Before a unit starts reviving, the altar makes a special revive order. For the altar's very first hero it will be always 852027, for the second 852027+1, then 852027+2, etc, etc.
You need a queue like data strcuture, something where you can enqueue and dequeue data -- so each time when a building makes such a order from 852027 to 852027+4 (if max hero is 4) then the building gets into the queue.
The next thing what happens is that the event "a unit starts reviving" will fire. When this happens you put the reviving unit into data structure, a unit group, or so. You must bind the respective altar unit to the reviveable unit here. We use the queue from above to find the needed altar, it will be always the first one in the altar queue. (the altar can be un-queued now, so the next one moves at first position)
So now we basicly have a reviveable unit instance, and the respective altar binded to it.
We can periodicly make a order for the altar forcing it to revive <unit>, and the function will return true if it succeded, and false, if not.
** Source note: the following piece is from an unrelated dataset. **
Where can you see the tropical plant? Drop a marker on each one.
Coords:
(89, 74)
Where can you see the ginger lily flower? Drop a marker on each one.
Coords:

So, if the order returns false, it means it's still being revived, but if it returns true, it means it's not in the revive queue anymore. So it was either cancled, or what ever.
Then you can run your custom event here, that the altar canceled the revive.
There of course also need to be events that un-register the whole thing, in case a unit finished reviving, etc.
It's not really a straight forward way, but atm I wouldn't know a better one.